Circular queue with capacity 5, containing items A, B, C:
Index: [0] [1] [2] [3] [4]
Data: _ A B C _
↑ ↑
front=1 rear=3
After enqueue("D") and enqueue("E"):
Index: [0] [1] [2] [3] [4]
Data: _ A B C D
↑ ↑
front=1 rear=4
After dequeue() removes A, then enqueue("E"):
Index: [0] [1] [2] [3] [4]
Data: E _ B C D
↑ ↑
rear=0 front=2
(The rear has wrapped around to index 0)
A size counter tracks how many items are in the queue, making it straightforward to distinguish between full and empty states.
# Python — full circular queue implementation
class CircularQueue:
def __init__(self, capacity):
self.capacity = capacity
self.data = [None] * capacity
self.front = 0
self.rear = -1
self.size = 0
def is_empty(self):
return self.size == 0
def is_full(self):
return self.size == self.capacity
def enqueue(self, item):
if self.is_full():
print("Queue overflow — queue is full")
return
self.rear = (self.rear + 1) % self.capacity
self.data[self.rear] = item
self.size += 1
def dequeue(self):
if self.is_empty():
print("Queue underflow — queue is empty")
return None
item = self.data[self.front]
self.data[self.front] = None
self.front = (self.front + 1) % self.capacity
self.size -= 1
return item
def peek(self):
if self.is_empty():
print("Queue is empty — nothing to peek")
return None
return self.data[self.front]
def display(self):
if self.is_empty():
print("Queue is empty")
return
print("Queue contents (front to rear):")
index = self.front
for i in range(self.size):
marker = ""
if index == self.front and index == self.rear:
marker = " ← front/rear"
elif index == self.front:
marker = " ← front"
elif index == self.rear:
marker = " ← rear"
print(f" [{index}] {self.data[index]}{marker}")

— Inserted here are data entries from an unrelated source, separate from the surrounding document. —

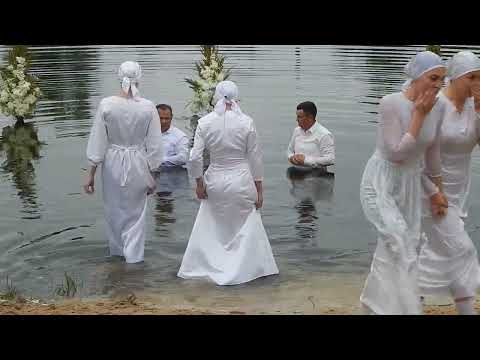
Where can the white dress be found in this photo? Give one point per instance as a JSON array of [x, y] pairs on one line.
[[175, 147], [126, 138], [448, 260], [393, 183], [228, 244]]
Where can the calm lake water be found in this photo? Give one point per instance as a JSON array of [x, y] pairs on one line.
[[316, 226]]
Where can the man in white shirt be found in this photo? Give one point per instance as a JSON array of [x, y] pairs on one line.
[[175, 141], [312, 144]]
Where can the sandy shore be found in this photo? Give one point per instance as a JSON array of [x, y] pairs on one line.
[[133, 306]]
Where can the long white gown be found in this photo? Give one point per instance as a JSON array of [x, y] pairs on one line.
[[448, 259], [126, 138], [228, 244], [393, 183]]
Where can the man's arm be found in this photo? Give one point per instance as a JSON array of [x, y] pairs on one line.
[[326, 147]]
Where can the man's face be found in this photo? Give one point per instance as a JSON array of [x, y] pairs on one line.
[[165, 119], [305, 121]]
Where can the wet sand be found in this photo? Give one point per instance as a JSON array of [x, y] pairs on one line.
[[316, 295]]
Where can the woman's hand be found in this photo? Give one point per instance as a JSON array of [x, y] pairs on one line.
[[89, 186], [259, 202], [426, 101]]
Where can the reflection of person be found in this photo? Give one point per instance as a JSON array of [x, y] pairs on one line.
[[311, 144], [21, 145], [448, 260], [126, 139], [175, 141], [309, 188], [314, 185], [228, 244], [407, 156]]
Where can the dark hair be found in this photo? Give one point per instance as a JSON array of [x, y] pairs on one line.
[[165, 107], [308, 107]]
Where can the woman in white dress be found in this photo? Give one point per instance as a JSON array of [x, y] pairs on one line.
[[406, 161], [448, 260], [126, 138], [228, 244]]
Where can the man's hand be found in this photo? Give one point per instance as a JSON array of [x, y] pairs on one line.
[[439, 204], [298, 159], [201, 189]]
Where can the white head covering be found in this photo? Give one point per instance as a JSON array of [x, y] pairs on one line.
[[419, 64], [226, 93], [129, 73], [461, 64]]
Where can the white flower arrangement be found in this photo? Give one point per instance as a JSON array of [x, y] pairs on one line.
[[19, 92], [210, 72]]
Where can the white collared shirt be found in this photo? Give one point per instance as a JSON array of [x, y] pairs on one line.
[[316, 144], [175, 147]]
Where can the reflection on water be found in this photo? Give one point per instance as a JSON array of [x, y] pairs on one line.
[[20, 146], [68, 78], [312, 189], [47, 226], [170, 180]]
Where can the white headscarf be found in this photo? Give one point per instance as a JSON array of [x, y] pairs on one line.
[[129, 73], [419, 64], [226, 92], [461, 64]]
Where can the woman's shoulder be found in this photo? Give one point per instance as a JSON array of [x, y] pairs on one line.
[[393, 98]]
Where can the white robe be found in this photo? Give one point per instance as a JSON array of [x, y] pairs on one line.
[[228, 244], [391, 195], [448, 259], [126, 139]]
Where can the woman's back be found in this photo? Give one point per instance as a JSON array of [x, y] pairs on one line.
[[226, 137], [127, 120]]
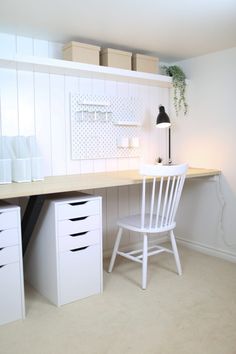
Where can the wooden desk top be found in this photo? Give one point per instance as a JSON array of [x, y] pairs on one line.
[[58, 184]]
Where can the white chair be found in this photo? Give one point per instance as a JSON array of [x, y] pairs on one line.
[[156, 216]]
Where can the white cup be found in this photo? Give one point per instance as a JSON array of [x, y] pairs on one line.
[[21, 170], [134, 142], [123, 142], [37, 168], [5, 171]]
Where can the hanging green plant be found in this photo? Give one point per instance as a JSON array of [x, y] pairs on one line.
[[179, 85]]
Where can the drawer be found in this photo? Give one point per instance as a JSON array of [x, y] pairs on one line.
[[8, 220], [81, 224], [79, 273], [9, 255], [9, 237], [11, 301], [77, 209], [81, 239]]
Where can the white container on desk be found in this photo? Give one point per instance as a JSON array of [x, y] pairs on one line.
[[12, 305], [64, 257], [21, 170], [5, 171]]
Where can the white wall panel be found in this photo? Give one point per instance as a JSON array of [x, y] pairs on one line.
[[9, 102], [42, 119], [25, 83], [55, 50], [58, 126], [8, 44], [24, 46], [37, 103], [41, 48]]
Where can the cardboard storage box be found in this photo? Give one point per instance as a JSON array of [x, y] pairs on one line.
[[81, 52], [116, 58], [145, 63]]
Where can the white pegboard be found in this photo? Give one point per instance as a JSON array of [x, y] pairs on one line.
[[99, 122]]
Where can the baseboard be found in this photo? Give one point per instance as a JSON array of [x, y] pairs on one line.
[[228, 256], [135, 245]]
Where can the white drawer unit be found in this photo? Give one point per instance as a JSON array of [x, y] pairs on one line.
[[63, 260], [12, 303]]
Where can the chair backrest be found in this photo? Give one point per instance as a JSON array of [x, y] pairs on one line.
[[165, 197]]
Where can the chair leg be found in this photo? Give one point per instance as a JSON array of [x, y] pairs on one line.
[[176, 253], [115, 249], [145, 259]]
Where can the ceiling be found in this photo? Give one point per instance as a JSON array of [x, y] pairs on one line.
[[170, 29]]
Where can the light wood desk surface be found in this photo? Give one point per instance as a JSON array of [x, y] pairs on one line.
[[69, 183]]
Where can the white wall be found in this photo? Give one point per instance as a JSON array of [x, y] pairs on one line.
[[35, 103], [38, 103], [207, 138]]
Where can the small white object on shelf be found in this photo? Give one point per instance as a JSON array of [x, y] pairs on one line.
[[128, 123], [123, 142], [63, 67]]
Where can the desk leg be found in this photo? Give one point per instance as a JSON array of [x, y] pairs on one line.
[[30, 218]]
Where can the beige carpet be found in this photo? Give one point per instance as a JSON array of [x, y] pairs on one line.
[[192, 314]]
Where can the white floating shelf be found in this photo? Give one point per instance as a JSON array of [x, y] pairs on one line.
[[127, 123], [63, 67]]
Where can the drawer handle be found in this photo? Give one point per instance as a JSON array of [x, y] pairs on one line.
[[78, 203], [79, 234], [81, 218], [79, 249]]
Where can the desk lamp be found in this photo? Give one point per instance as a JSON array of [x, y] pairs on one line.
[[163, 121]]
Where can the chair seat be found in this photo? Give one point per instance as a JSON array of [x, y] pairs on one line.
[[133, 223]]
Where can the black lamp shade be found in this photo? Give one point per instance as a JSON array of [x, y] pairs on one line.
[[163, 120]]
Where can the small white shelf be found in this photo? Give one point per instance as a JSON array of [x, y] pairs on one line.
[[63, 67], [127, 123]]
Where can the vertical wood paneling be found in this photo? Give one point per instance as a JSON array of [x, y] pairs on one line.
[[9, 102], [24, 46], [55, 50], [42, 119], [8, 45], [40, 48], [20, 110], [25, 81], [58, 127]]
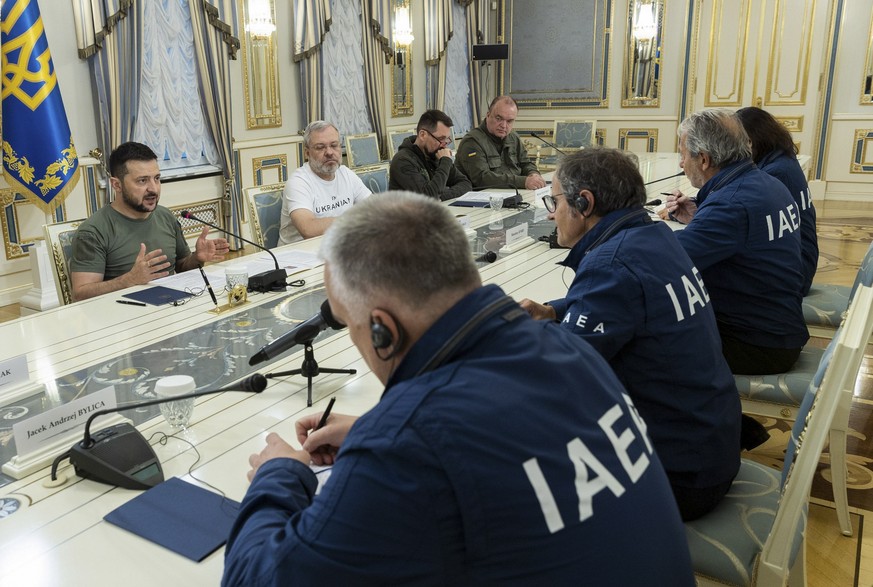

index = (index + 1) % self.capacity
# --- Demonstration ---
q = CircularQueue(5)
q.enqueue("A")
q.enqueue("B")
q.enqueue("C")
q.display()
# Output:
# [0] A ← front
# [1] B
# [2] C ← rear
print("Peek:", q.peek()) # A
print("Dequeue:", q.dequeue()) # A
print("Dequeue:", q.dequeue()) # B
q.enqueue("D")
q.enqueue("E")
q.enqueue("F")
q.display()
# Now the rear has wrapped around
print("Size:", q.size) # 3
q.enqueue("G")
q.enqueue("H")
q.enqueue("I") # Queue overflow
' VB.NET — full circular queue implementation
Module CircularQueueModule
Const CAPACITY As Integer = 5
Dim data(CAPACITY - 1) As String
Dim front As Integer = 0
Dim rear As Integer = -1
Dim size As Integer = 0
Function IsEmpty() As Boolean
Return size = 0
End Function
Function IsFull() As Boolean
Return size = CAPACITY
End Function
Sub Enqueue(item As String)
If IsFull() Then
Console.WriteLine("Queue overflow — queue is full")
Return
End If
rear = (rear + 1) Mod CAPACITY
data(rear) = item
size += 1
End Sub
Function Dequeue() As String
If IsEmpty() Then
Console.WriteLine("Queue underflow — queue is empty")
Return Nothing
End If
Dim item As String = data(front)
data(front) = Nothing
front = (front + 1) Mod CAPACITY
size -= 1
Return item
End Function
Function Peek() As String
If IsEmpty() Then
Console.WriteLine("Queue is empty — nothing to peek")
Return Nothing
End If
Return data(front)
End Function
Sub Display()
If IsEmpty() Then
Console.WriteLine("Queue is empty")
Return
End If
Console.WriteLine("Queue contents (front to rear):")
Dim index As Integer = front
For i As Integer = 0 To size - 1
Dim marker As String = ""
If index = front AndAlso index = rear Then
marker = " ← front/rear"
ElseIf index = front Then
marker = " ← front"
ElseIf index = rear Then
marker = " ← rear"
End If
Console.WriteLine($" [{index}] {data(index)}{marker}")
index = (index + 1) Mod CAPACITY
Next
End Sub
Sub Main()
Enqueue("A")
Enqueue("B")
Enqueue("C")
Display()
Console.WriteLine("Peek: " & Peek())
Console.WriteLine("Dequeue: " & Dequeue())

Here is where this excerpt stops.